A student came to see me in my office the other day. She looked worn down and weary.
"I just want to go home," she told me, hanging her head. She is having fun in college, and making friends, but because we're nearing midterms, the stress levels are rising. Thoughts are turning to home--to the sanctuary and safety net it provides.
We've been talking about Home, with a capital "H," since last week. In my freshmen composition classes we're reading Joan Didion's On Going Home and Anna Quindlen's Homeless. Both of these authors talk about how, as a society, we've cheapened the value of home as home, so that we're constantly moving on in search of a bigger, better place to be--more square footage, a better investment, a monstrosity of a home that is way more house then a family could ever need. "Homes," Quindlen writes, "have stopped being homes. Now they are real estate." My students agreed with Quindlen's statement, and most of them also agreed that Home is where they came from--a childhood home, no matter how rocky and unstable--a place they retreated to when times were tough, or where they knew they could get kind words and a safe place. One student told me that, even though her childhood home literally no longer exists, when she's asked about Home, her mind instantly goes to that place, where Home remains intact and timeless in her mind's eye.

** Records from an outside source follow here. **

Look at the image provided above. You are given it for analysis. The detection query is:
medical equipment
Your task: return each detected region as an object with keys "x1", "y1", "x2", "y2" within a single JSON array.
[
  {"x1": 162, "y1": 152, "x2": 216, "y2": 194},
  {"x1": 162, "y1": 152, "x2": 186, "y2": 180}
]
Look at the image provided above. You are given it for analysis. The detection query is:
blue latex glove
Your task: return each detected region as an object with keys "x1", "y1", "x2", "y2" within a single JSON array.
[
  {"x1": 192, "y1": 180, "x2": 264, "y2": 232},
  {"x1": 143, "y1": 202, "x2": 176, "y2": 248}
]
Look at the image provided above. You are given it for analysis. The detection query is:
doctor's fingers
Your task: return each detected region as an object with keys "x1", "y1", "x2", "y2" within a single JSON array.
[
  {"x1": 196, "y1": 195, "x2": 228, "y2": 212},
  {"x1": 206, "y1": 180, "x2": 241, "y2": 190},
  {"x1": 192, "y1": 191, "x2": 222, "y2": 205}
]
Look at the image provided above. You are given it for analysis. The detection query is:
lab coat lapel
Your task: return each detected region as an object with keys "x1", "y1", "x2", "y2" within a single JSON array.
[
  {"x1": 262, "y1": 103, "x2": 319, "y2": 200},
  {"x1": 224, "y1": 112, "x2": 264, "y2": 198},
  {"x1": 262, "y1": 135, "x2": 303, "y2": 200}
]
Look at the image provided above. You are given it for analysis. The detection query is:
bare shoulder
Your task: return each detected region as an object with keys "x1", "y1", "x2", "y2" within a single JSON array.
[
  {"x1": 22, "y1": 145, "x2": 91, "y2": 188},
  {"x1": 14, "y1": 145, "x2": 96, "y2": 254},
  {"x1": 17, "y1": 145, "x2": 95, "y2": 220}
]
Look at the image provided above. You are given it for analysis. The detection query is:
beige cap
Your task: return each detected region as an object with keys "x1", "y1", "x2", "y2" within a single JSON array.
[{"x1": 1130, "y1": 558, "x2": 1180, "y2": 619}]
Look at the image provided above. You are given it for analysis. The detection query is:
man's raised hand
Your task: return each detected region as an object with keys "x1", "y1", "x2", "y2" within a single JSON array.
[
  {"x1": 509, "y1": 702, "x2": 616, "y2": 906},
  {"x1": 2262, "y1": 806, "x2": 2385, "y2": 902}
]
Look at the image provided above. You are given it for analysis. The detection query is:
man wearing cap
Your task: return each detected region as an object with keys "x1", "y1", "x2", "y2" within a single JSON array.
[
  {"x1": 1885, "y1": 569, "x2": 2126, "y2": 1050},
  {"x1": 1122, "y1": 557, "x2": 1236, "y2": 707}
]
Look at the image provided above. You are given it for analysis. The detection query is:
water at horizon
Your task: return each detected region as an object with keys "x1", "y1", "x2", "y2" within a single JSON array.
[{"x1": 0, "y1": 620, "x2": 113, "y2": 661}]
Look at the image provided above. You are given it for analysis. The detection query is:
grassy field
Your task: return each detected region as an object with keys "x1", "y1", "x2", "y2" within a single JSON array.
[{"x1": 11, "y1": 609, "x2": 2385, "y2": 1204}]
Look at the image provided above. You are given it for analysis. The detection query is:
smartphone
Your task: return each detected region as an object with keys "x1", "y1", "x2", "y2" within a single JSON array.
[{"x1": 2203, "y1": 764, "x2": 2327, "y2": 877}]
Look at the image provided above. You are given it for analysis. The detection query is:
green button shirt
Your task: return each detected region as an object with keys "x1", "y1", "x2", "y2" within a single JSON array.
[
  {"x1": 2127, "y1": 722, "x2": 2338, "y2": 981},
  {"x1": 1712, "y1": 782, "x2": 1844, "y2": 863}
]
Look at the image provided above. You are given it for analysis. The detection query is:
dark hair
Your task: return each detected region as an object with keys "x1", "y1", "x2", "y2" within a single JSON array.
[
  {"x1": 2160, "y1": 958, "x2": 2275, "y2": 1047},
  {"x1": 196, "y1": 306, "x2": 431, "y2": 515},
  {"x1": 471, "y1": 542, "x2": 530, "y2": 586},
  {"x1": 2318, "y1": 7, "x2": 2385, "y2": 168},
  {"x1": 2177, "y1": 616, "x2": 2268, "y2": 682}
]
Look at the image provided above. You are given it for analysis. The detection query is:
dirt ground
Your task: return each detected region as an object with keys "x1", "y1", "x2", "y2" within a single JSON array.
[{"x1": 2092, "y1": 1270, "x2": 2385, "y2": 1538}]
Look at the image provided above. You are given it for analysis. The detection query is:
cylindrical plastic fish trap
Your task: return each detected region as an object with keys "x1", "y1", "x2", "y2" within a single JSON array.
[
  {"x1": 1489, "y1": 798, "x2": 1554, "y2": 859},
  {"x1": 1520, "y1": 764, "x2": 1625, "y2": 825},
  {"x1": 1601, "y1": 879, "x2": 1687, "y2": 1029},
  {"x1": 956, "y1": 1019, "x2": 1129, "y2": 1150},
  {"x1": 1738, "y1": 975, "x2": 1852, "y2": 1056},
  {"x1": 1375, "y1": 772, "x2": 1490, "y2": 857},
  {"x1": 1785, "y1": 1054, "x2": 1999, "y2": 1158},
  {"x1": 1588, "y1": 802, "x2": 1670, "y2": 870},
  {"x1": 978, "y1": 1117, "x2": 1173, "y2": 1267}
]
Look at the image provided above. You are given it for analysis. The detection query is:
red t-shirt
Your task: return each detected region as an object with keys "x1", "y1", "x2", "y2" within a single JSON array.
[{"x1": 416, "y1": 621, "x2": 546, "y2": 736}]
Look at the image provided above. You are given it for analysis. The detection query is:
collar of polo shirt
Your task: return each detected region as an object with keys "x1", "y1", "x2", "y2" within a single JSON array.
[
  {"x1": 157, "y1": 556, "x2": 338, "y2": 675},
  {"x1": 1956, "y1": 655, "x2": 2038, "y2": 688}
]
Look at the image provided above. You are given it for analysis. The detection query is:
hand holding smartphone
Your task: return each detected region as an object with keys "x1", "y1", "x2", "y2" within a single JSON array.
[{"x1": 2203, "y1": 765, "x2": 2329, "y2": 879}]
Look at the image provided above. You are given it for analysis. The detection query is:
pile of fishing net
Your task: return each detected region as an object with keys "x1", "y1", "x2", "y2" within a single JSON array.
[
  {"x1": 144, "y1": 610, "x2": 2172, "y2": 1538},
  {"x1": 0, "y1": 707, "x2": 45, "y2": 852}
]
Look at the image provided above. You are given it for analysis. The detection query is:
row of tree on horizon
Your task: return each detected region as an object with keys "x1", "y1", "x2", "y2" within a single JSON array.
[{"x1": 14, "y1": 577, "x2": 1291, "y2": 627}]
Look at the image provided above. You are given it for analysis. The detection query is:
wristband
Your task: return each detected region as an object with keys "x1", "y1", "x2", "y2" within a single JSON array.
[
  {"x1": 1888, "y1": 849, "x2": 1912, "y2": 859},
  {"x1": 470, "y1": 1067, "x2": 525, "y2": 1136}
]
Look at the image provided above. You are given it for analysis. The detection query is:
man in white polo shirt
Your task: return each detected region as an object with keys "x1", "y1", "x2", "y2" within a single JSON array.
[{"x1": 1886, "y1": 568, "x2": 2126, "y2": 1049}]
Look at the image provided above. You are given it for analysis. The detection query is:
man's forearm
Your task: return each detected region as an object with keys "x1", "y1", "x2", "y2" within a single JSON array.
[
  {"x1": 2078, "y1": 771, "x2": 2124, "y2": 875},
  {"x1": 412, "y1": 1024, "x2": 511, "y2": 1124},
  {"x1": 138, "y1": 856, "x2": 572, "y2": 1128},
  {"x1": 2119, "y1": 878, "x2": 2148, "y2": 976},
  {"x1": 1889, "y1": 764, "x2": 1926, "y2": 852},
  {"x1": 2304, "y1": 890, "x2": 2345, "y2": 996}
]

The other day I looked over my Facebook friends and realized that some of them put down their childhood hometown in their profile, and others put down the town they live in now. When I first filled out my profile, I put down my childhood hometown, then changed it to the town I live in now--but not until I had pondered it a bit. I'm still not sure what "Hometown" on the Facebook profile means, and I still have a feeling that it's the place I came from, not the place I live in now.
For me, when I think about Home, I think about three places. One--the place I came from--is larger, and superimposed in a way over my other main Home. Home for me now is the house where my kids are growing up; a place that's not perfect by everyone's standards, but it's perfect for us. But always there's the larger Home, the place I came from, and a place that I'm still fortunate to go back to and find. I also think of my grandparents' apartment in Greece as Home, too, even though it's empty now, filled with their many things. They--the heartbeat and soul of the place--are gone now, but in my own mind's eye they're still there, sitting in their favorite places, and time has stopped.
I hope my kids will grow up with a strong sense of Home. I imagine us in 20 or 30 years still in our house--the place where my kids grew up. When I think about Home, I think about Sunday mornings and these:
(always a staple at our house on Sundays)
I think about shoes kicked across the front hallway; and the hammock on the back porch where T. and I will lie and talk about the clouds; and my kitchen, where we've spent so many good Family Cook Nights. I think about the family room, and my kids elbowing each other out of the way for a spot on the warm hearth in the winter, and the dog curled up in her bed outside our bedroom. I think about our bed, where we've had so many late-night whispered conversations over T.'s sleeping head. I think about my children's rooms--L.'s room messy and crammed full of all his precious collections and things; T.'s room a magical sort of place, peaceful and happy--the perfect reflection of who she is. I can also cast my mind back to my childhood Home and think about another place where I felt safe and loved, my teenage self hunched over my desk, or further back still to when I was a child, sick in bed, and waiting for my father to tiptoe in and check on me.
But above all, Home for me is the place I like to be best--just as it always has been. It holds everything I love, plain and simple; it's my beginning and my end.
How about you? What does Home mean for you? What do you hope to pass on to your own children about the meaning of Home?